Health officials in 57 cities and five of China’s 31 provinces, covering nearly half of the country’s 1.4 billion people, have started some sort of standardized testing system, according to a report by the China-based financial firm. Suzhou Soochow Securities.

The approach has fueled public anger in some places. In Shanghai, authorities have forced residential complexes or even city blocks to close for testing in recent days, sometimes because only one resident was in the same store or subway car as someone who later tested positive.

On Monday night, frustrated residents in the city’s northeast Yangpu district banged on pots and shouted “End the lockdown!” after his compound was closed for the weekend, said Jaap Grolleman, a Dutch teacher who lives in the neighborhood. More than a dozen police officers stood guard outside a giant wrought-iron gate that was locked, he said.

“People are worried about taking the subway or going to the mall,” said Grolleman, who he saw his neighbors protesting. “You don’t know if someone before or after you tests positive, which means you would be dragged into quarantine or your entire complex would be shut down.”

In Beijing’s Chaoyang district, some residents are angry about more tests and lockdowns. Zoey Zhou, a journalist who lives in the district, said she was worried that if she skipped a test, her health code app would prevent her from entering her neighborhood.

“I don’t think it’s acceptable for the government to put more burden on the public and increase vigilance in the name of epidemic prevention,” said Ms. Zhou. “Why am I being deprived of the freedom that I should have?”

There are signs of how China’s pandemic policies are affecting the economy. Fewer people are shopping, which reduces retail sales. People are less interested in buying property; real estate sales fell 39 percent in April compared to a year earlier.

Local governments are struggling to pay for all the tests. In Yangquan, a city in northern China, officials said they would build a mass testing system despite “severe financial constraints” in the city. In Kaifeng, to the south, officials said they had raised $3 million to conduct tests “under very difficult financial circumstances.”

Estimates of the total cost of the new testing policy vary, but are in the tens of billions of dollars. If the tests spread to small cities, capturing up to 70 percent of the population, it could cost up to 1.8 percent of annual economic growth, according to Japan’s Nomura bank.

Shanghai has said that in August it will start charging residents for each test. A single test will cost Mr. Xu, the delivery man, about half of what he earns in an hour. His income had already been affected during Shanghai’s two-month lockdown when he had to live in a hotel that allowed him to come and go.

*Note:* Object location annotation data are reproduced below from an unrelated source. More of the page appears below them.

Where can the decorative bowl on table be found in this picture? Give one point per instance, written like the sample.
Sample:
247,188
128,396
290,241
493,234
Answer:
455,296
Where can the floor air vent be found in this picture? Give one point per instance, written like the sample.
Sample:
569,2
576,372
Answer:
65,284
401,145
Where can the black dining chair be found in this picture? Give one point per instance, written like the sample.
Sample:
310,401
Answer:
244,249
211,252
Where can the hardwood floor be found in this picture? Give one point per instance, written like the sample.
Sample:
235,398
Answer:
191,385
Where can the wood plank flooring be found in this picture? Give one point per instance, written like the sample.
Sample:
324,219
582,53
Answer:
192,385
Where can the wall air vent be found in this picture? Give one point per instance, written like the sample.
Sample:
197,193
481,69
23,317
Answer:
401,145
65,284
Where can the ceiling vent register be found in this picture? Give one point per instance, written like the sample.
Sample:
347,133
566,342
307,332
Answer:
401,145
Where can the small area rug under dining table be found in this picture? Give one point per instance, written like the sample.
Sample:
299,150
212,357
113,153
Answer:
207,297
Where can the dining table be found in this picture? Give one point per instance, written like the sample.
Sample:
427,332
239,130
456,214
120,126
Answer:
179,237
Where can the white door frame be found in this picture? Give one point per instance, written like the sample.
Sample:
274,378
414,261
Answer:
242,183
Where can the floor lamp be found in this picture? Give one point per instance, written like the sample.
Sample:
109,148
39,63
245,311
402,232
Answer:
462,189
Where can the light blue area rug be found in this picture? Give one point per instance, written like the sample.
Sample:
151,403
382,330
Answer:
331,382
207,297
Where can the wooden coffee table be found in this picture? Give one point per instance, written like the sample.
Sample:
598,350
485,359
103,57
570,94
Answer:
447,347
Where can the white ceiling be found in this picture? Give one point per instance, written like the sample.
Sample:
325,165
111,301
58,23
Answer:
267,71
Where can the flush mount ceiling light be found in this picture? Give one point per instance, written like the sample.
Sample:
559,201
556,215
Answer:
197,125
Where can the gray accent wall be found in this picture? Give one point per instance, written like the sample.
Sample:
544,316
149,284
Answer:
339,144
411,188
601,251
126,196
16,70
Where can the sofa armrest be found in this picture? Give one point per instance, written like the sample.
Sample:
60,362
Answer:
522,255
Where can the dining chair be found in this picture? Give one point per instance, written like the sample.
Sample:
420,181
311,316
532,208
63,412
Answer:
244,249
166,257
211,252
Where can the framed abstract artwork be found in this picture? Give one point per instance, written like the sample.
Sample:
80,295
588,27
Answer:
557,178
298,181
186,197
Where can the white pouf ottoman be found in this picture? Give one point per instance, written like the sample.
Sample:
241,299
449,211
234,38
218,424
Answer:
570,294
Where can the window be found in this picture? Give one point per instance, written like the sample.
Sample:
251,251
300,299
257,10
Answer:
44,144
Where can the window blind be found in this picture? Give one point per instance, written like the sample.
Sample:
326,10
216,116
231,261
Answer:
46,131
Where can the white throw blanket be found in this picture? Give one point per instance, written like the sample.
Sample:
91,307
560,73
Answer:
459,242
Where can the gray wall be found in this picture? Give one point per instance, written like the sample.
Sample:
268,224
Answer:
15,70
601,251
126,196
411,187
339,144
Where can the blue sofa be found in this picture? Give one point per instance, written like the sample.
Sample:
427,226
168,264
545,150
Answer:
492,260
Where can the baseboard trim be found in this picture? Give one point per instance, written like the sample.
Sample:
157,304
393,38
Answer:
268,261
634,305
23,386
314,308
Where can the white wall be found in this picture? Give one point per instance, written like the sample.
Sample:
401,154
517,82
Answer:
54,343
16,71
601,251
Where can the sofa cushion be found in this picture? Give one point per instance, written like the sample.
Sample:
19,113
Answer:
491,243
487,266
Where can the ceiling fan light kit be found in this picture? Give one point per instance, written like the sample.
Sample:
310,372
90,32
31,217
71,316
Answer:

Parts of the government are sounding the alarm about the need to limit the impact the measures are having. A Beijing health official warned Thursday that PCR tests “should not become the norm.” And some cities have relaxed requirements on how often tests must be done.

In the southern province of Jiangxi, where officials have faced pay cuts and bonus restrictions for months because the budget is so tight, officials last week decided to stop mass testing in areas with few cases, citing this as an obstacle to economic development. .

Testing can break a chain of transmission before it turns into a broader outbreak, experts say, but it’s unsustainable in the long term. Other measures, such as increasing vaccinations and securing antiviral drugs, could help a country build broader immunity and be better prepared for future outbreaks.

But of the 264 million Chinese aged 60 and older, only 64 percent have received a booster, a figure experts say is far too low. A third dose of China’s leading Sinovac vaccine is needed to significantly increase protection against serious illness and death, according to a new study.

Some business leaders have pointed to what they see as the shortsightedness of the government’s approach. In a recent meeting with Chinese Prime Minister Li Keqiang and other foreign business leaders, Jörg Wuttke, China’s chief representative for BASF, the German chemical giant, he said he urged the leader to focus on vaccines rather than testing. Wuttke said he told Mr. Li that it was unfathomable how not vaccinating the elderly “can hold the economy hostage.”

li you Y Joy Dong contributed research.